Methods. Older participants (13 women, 9 men; age = 66 ± 1 year) with impaired glucose tolerance were randomly assigned to an ad libitum diet alone (18% fat, 19% protein, 63% carbohydrate) or this diet plus aerobic exercise training (4 d/wk, 45 min/d, 80% VO_2peak) for 12 weeks. ISGD, abdominal fat distribution, muscle glycogen, and glycogen synthase activity were assessed pre- and postintervention.

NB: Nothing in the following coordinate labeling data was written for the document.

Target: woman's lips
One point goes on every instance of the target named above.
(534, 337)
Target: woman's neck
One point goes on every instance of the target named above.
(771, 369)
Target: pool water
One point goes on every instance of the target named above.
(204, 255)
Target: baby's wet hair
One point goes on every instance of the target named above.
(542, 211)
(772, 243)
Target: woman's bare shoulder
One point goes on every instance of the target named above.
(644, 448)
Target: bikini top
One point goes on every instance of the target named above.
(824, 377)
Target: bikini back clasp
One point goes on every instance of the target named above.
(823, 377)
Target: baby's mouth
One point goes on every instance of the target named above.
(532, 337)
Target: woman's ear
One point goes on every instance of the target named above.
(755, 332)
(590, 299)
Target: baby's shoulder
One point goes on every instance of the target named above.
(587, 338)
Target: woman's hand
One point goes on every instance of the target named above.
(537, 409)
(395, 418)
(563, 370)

Results. Consumption of the diet resulted in significant weight loss and an improvement in ISGD. Consumption of the diet plus exercise training also resulted in weight loss and increased ISGD, but results were not significantly different from those in the diet-alone group. Mean abdominal visceral and subcutaneous adipose tissue cross-sectional areas were smaller postintervention compared to baseline with no difference between groups. Exercise training and consumption of the diet increased muscle glycogen content (344.7 ± 21.3 to 616.7 ± 34.4 µmol·g^–1) and decreased glycogen synthase activity (0.21 ± 0.02 to 0.13 ± 0.01) compared to the diet alone.

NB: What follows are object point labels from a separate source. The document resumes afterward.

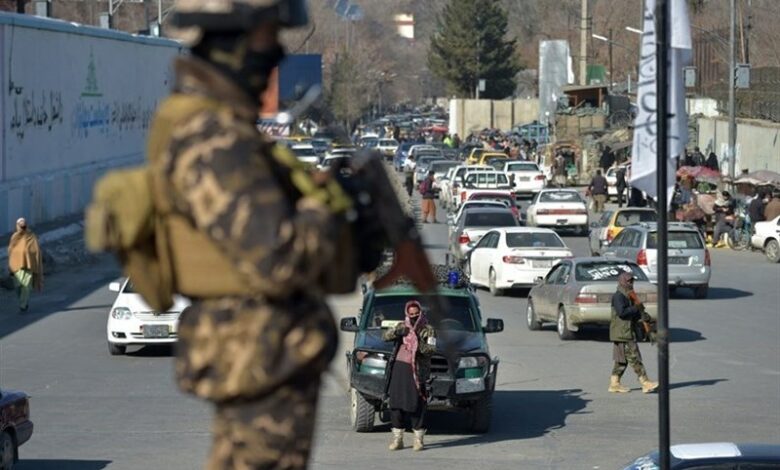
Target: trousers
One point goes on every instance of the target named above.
(398, 418)
(627, 353)
(273, 433)
(23, 286)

Conclusions. These results demonstrate that consumption of an ad libitum, high-carbohydrate diet alone or in combination with aerobic exercise training results in weight loss and improved insulin sensitivity. Furthermore, exercise combined with this diet appears to limit additional increases in insulin sensitivity due to muscle glycogen supercompensation with a concomitant adaptive response of glycogen synthase.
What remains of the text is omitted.